The wind sighed out of the gash and men backed away from it, crouching down. Hromund looked round and saw that none of them would go; he wanted to say that he would, but had persuasive arguments with himself that his place was outside, with his men.
Eindride saw the scornful look on the priest’s face and felt anger surge in him, stoked it with more indignation that this twisted, hirpling follower of a coward’s godlet would dare the place while good northers squatted and looked at the ice and rocks rather than each other.
As good as courage, it welled up and burned the words out of him.
‘I will go.’
Men offered up ‘heya’ to the courage of the archer — then blinked in astonishment as Tormod shouldered through them.
‘You have a wee son at home — I will go instead.’
He and Eindride looked at each other and the archer smiled at what had not been said — a thrall would not be much missed, even a king’s favourite. He turned to Hromund.

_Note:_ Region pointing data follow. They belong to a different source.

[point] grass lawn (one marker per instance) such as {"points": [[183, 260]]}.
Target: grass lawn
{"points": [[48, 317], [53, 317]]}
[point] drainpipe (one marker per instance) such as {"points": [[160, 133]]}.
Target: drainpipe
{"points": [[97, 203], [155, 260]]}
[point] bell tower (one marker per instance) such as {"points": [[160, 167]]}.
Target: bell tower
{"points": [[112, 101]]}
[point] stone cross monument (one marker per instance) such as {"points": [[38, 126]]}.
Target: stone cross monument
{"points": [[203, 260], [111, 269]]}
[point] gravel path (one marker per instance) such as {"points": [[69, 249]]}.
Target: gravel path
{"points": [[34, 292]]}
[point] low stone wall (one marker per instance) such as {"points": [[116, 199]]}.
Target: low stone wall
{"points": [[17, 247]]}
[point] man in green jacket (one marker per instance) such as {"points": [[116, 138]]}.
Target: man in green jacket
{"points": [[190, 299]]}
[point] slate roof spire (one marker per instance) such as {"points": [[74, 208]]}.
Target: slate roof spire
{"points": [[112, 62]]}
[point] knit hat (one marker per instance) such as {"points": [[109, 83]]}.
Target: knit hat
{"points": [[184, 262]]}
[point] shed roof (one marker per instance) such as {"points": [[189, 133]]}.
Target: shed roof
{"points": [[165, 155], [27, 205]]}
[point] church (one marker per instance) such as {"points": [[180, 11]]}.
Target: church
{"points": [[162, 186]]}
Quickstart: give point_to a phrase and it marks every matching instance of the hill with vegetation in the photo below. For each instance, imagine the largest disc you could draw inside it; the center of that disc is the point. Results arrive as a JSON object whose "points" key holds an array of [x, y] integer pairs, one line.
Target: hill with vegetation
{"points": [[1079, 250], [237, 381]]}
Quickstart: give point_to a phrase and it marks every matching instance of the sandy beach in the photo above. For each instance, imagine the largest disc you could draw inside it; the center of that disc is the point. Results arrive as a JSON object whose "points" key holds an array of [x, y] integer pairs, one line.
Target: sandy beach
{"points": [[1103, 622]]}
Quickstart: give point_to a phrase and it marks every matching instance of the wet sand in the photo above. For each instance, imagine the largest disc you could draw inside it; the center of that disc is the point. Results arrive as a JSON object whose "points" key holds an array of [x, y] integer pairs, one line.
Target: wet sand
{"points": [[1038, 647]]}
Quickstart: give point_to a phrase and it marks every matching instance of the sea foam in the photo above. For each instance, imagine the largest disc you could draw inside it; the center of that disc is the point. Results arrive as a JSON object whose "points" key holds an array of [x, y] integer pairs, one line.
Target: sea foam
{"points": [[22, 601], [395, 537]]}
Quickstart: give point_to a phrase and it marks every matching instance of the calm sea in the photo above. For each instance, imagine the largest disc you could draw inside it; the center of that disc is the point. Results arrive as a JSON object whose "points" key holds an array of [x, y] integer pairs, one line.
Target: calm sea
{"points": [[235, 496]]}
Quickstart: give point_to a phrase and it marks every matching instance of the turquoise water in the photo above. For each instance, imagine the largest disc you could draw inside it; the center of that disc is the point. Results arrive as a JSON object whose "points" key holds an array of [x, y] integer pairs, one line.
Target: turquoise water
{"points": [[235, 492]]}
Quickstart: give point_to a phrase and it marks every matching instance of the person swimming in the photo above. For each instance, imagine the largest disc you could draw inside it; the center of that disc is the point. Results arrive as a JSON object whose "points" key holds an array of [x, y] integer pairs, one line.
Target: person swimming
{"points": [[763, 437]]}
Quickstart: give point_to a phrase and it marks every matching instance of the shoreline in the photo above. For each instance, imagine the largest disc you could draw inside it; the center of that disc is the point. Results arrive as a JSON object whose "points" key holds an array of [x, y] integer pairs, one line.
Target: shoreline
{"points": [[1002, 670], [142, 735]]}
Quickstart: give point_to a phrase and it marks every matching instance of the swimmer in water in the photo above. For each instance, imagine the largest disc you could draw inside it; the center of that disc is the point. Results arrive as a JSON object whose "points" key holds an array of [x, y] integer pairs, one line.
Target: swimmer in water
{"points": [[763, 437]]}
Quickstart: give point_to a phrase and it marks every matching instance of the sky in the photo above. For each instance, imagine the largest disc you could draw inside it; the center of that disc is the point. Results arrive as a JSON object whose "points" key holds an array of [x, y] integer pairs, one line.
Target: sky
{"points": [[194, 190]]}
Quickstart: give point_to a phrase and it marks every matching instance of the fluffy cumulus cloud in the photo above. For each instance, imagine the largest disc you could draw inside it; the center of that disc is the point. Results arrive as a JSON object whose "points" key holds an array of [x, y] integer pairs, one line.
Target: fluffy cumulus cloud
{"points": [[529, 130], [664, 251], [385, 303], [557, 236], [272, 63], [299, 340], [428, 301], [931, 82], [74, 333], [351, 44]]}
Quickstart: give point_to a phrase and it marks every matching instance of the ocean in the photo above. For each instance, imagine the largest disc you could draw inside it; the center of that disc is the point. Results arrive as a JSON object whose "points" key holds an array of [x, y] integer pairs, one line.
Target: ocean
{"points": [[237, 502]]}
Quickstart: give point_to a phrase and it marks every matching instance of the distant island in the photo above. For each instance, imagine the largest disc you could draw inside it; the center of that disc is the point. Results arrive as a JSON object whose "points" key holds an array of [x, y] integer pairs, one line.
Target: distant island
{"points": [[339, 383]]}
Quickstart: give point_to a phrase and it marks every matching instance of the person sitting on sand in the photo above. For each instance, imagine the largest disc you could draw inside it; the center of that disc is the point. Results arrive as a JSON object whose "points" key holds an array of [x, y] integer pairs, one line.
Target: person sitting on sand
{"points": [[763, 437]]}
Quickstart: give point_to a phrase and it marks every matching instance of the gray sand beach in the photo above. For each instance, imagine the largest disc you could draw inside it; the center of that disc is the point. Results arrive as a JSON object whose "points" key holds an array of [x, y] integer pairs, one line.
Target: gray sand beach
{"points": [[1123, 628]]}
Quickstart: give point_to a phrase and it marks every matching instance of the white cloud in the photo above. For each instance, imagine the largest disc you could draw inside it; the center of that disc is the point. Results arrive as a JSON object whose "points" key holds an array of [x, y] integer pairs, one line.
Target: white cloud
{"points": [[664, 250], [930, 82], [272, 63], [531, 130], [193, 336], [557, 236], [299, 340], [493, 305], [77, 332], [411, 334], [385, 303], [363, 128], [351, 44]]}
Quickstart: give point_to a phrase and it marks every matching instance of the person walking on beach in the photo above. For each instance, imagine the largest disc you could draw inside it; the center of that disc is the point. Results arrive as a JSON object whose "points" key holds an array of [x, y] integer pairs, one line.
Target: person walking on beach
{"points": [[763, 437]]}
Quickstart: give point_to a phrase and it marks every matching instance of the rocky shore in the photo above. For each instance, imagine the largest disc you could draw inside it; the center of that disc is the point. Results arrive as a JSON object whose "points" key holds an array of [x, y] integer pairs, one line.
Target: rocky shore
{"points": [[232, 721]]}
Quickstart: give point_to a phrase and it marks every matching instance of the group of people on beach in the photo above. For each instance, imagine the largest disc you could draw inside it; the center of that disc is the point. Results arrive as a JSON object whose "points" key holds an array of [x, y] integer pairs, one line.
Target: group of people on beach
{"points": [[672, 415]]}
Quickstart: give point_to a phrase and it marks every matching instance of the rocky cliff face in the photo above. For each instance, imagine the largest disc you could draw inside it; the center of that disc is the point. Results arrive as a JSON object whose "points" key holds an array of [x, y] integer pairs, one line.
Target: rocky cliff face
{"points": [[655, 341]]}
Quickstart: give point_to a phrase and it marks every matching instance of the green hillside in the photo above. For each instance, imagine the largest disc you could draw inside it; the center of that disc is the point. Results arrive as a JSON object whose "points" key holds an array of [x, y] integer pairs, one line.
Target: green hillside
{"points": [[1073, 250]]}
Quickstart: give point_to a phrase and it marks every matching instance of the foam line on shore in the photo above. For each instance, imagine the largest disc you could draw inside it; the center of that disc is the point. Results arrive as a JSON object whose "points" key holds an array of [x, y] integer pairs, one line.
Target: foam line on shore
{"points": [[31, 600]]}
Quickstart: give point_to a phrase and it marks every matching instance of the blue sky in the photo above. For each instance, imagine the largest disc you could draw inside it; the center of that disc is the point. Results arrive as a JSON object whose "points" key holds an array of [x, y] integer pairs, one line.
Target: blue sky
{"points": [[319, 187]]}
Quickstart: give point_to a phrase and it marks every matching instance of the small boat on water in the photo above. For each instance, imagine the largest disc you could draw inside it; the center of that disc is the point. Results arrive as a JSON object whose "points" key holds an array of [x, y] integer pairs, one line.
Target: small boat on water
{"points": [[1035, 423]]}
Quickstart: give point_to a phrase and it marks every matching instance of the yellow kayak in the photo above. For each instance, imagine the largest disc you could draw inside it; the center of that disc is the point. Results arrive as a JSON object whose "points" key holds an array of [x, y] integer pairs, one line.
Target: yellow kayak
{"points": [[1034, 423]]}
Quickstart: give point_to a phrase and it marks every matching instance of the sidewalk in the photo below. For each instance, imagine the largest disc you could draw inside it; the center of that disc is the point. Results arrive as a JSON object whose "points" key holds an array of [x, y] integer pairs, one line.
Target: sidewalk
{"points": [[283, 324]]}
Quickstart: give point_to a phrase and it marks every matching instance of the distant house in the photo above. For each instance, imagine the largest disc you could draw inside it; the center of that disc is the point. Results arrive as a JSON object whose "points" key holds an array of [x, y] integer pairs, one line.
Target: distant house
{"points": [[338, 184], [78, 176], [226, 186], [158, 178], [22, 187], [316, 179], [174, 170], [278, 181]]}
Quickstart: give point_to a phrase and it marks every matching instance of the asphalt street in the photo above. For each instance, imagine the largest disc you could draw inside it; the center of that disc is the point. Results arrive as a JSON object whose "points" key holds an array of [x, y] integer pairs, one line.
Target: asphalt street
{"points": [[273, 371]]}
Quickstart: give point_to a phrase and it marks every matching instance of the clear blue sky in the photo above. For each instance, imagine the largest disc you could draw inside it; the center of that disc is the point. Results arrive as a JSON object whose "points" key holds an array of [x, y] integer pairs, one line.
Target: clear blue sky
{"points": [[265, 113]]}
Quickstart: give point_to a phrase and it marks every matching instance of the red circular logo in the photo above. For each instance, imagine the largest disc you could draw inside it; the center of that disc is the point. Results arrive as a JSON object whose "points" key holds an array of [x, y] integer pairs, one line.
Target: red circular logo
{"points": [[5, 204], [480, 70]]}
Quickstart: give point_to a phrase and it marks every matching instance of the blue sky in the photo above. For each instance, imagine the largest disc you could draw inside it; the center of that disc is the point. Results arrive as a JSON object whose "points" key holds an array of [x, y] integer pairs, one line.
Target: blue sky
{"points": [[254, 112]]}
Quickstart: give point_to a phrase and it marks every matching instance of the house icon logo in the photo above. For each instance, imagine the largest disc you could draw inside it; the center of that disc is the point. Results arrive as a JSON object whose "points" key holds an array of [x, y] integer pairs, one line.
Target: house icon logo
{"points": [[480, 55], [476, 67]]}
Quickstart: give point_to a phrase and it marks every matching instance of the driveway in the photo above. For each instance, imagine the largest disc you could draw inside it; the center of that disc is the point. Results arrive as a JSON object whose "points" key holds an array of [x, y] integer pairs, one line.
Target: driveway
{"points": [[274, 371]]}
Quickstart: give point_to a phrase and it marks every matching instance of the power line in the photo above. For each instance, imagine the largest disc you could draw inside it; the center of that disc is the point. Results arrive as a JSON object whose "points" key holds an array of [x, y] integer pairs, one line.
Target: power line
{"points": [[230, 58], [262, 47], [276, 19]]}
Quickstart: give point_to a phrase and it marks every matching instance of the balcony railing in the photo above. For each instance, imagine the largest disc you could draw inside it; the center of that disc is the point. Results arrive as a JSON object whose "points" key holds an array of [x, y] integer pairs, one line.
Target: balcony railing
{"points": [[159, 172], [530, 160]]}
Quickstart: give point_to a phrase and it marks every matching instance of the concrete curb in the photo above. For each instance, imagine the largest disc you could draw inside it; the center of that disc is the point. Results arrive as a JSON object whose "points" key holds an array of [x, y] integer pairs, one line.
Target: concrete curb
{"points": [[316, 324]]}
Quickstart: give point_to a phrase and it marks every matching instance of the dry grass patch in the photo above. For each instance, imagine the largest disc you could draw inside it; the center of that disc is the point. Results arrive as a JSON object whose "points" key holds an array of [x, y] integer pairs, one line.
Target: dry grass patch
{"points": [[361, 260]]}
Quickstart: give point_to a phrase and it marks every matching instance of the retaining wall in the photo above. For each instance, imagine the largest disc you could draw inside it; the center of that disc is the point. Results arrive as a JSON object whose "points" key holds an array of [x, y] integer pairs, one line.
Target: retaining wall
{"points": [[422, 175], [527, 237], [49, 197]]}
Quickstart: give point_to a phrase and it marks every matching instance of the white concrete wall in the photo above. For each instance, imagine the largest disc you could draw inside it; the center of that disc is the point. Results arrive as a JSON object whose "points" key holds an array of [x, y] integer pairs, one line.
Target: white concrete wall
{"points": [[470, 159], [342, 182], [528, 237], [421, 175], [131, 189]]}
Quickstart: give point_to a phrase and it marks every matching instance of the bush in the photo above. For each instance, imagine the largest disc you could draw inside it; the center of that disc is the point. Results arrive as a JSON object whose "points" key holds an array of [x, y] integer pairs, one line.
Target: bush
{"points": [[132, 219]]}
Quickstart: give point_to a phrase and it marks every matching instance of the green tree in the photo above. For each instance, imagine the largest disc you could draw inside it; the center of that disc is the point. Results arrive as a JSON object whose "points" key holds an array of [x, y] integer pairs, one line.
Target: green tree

‘If things go badly,’ he said, ‘you will see that my wife and son are safe?’
Hromund nodded and Eindride split his ice-clotted beard with a grin that burst blood on to his cold-chapped lips, then clapped Tormod on the back.
‘Together, then,’ he said.
Two men, not about to be outdone by a thrall, king’s favourite or not, sprang up and announced their names — Kjartan and Arnkel — and their intention not to be shamed. The rest, too afraid even to worry about the shame, offered up no sound at all.